Thursday, January 21, 2010

Blog Post #2 The Movie Titanic



In 1998 I worked in a two person office with my good friend, Sarah. She is a James Cameron and Leonardo DiCapprio fan who saw Titanic twelve times. I saw it twice and thoroughly loved it. Also at the time I was living with 2 other guys and lived 2 blocks from a theater, so when I got bored or they were too loud I would walk over and see it again. I was a fan of the Titanic in High School and even built a model of the ship. I could tell you all the facts, and my only criticism of the movie is that I wanted them to delve into the facts and the politics of White Star and why the ship sank.

My impression of the film was an overwhelming love for the story of Rose and Jack. Being an artist myself, the story of Jack was highly romantic and inspiring: his lifestyle, his carefree attittude, his experiences drawing. I loved seeing the ship, even if it was computer generated. And, let's be honest, seeing Kate Winslett in the nude was not the most unpleasant part of the movie. Knowing a lot of people who are Christians, I heard how raunchy it was and that there was an unneccessary sex scene. I just tuned these people out. I had drawn nude models in college and after two minutes the fact that they are nude is no big deal. You are learning to see forms, and draw negative spaces, and you realize it's just Sue, and she's nice and she comments on your drawings. Granted, I may have enjoyed the female models more than the male, but most people would agree the female body is more artistically designed than the male. In summary, I totally wanted be Jack, loved his character and every time I saw the movie, it was a wonderful escape for 3 hours, where I lived the life of Jack.
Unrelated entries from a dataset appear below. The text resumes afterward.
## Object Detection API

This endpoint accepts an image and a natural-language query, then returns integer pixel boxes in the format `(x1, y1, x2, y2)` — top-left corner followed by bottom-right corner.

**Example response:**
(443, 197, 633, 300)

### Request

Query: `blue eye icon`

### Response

Enter my lovely wife Rebecca a couple years later, and we are on a date, driving in the country and this movie comes up. Rebecca is a nice Christian girl and, sometimes, I am a nice Christian guy. She comes from a nice happy, Christian home, I come from a very dysfunctional, highly non-christian home and had my experience with God later in life and am still kind of working on it. Her view of the movie was quite different. She described the scene with Kate as soft porn, found it offensive to women and questioned how I could enjoy it. At one point she even asked me, “What if it was your daughter? Would you enjoy seeing her topless?” I was at a loss because I loved this woman, but she made me feel like a dirty old man for seeing the movie so many times. I believe we reached an uncomfortable truce and moved on. But there was no way I could relate my experience seeing the film, and the scene where she is drawn, as very romantic (the artistic definition of the word), very tastefully done and not offensive at all. In all fairness, I would have my boys leave the room if the scene was on, but they are 5 and 3.

So there we were, two people who very much love each other, have so much in common, cannot wait to get married and start a family... and yet this movie, for 15 minutes one Sunday, divided us. Both of us from completely different backgrounds and experiences, both of us seeing two different things based on our social conditioning.